In the past he’s given me a huge amount of leeway in developing and maintaining our online payment and account history app, to say nothing of a generous budget, and has been quite willing to listen to me when it comes to suggestions for new features and expansions of same.
Today, however, this productive and enjoyable atmosphere was sullied by our first serious disagreement.
It has previously been our policy to advertise our service via inserts in the monthly utility bills to our customers, and this policy has been both reasonably successful and (as far as we know) entirely inoffensive. Our sole experience with mass e-mail was limited to existing subscribers to our service, who provided their addresses to us with the understanding that we would not sell or share them (which we haven’t), was done solely for the purpose of announcing a slew of major new upgrades to our service, and was NOT sent to users who had chosen not to receive advertisements. I was a little leery of this idea, but I let it pass - after all, they’d explicitly provided us with their addresses.
Yesterday, bossman was contacted by one of the many companies - and I use that term only because ‘soulless, bandwidth-leeching, inbox-raping fuckchimps’ would take too long to type repeatedly - which compiles and sells lists of e-mail addresses for the express purpose of sending unsolicited ads. The idea here is that they will provide lists of e-mail addresses matched to the street addresses of customers in our service area, from which we’ll select those that are NOT currently signed up for our online-billing service, and we’ll then send them e-mail pitching our site. Wholly unsolicited e-mail, in other words; the bane of users, the mark of the marketing beast.

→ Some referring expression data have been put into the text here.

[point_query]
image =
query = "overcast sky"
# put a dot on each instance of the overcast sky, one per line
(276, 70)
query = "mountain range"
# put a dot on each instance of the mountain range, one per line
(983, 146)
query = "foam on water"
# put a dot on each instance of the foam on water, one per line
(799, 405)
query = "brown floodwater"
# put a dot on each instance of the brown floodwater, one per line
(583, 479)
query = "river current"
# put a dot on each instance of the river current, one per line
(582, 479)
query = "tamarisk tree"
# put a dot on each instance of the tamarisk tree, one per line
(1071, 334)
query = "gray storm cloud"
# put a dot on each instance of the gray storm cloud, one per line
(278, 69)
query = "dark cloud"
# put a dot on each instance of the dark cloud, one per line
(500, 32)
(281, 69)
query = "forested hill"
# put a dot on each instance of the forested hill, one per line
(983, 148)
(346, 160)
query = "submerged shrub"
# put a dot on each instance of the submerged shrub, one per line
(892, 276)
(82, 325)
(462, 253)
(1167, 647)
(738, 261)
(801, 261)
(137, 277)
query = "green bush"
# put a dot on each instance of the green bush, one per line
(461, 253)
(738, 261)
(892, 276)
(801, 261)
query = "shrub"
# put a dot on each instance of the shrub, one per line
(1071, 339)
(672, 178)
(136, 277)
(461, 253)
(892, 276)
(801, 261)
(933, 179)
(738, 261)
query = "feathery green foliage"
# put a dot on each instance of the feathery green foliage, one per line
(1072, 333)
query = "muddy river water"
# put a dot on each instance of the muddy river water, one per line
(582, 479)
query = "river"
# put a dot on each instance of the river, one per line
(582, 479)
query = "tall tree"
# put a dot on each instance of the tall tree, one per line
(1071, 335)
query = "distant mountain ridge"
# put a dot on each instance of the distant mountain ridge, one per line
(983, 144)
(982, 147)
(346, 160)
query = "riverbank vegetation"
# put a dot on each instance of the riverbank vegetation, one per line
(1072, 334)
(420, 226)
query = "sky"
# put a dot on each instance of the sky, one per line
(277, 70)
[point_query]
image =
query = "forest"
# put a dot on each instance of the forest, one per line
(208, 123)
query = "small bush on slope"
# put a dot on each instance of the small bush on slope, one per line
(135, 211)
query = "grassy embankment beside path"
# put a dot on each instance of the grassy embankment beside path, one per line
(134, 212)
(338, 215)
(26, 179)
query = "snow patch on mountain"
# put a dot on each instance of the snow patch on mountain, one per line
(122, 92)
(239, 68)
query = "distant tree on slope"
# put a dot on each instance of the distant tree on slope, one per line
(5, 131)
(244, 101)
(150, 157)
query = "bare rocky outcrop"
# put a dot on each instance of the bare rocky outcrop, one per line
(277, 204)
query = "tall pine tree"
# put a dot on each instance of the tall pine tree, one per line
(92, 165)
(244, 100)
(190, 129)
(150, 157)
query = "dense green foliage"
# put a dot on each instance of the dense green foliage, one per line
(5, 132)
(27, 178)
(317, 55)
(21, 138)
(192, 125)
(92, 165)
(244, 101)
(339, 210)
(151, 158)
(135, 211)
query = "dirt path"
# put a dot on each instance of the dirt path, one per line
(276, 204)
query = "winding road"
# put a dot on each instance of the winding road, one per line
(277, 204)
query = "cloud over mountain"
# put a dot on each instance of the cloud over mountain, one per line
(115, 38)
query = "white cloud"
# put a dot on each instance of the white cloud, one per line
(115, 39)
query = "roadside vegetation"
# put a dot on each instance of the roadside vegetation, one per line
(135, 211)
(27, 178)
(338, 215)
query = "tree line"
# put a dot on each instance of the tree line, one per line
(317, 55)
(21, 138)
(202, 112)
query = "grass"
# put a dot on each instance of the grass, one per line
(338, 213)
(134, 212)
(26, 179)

He says it’s one-time only; he says it’s cheaper and more effective than sending postcards to people who might not even HAVE a computer; he reiterates that we’re not charging for the online billing service, so it’s not as if we’re really selling anything. He then asks how it’s really any different from the leaflets we’ve been stuffing into the bill envelopes for years.
Dammit, it IS different! Bill inserts aren’t widely known for pissing people off! When was the last time you saw a news story about people complaining en masse about a bill insert!!! How many sites and organizations are dedicated to the idea of eliminating bill inserts??? Use a leaflet in a bill, and at WORST you get indifference – the leaflet gets tossed in the trash and ignored. Send somone e-mail they didn’t ask for advertising a service they’re not interested in, and the reaction can be (and often is) far more negative.
Boss, you’re a good guy. I know your heart is in the right place, I know this whole project is your baby, and I understand that now more than ever you need some really impressive ‘new subscriber’ figures to show the bean-counters. But I’ve put my heart and soul and time into this as well, and I don’t want our site to be associated with spam!
So I ask you, o wise denizens of the SDMB…is this just me? Am I over-reacting to this situation? I know a great many of you are sick of spam - as am I - and are likely to be biased against it, but that’s the point I’m trying (badly, it would seem) to make to my boss: the online community that tends to hate spam is the very community he’s trying to reach with it, and the net result might be an aversion to our service rather than an interest in it.
I need some good, solid arguments against this idea, because those I made above aren’t getting through to him. Are they, in fact, failing because I’m wrong? Am I being a knee-jerk reactionary and taking the anti-spam thing too far?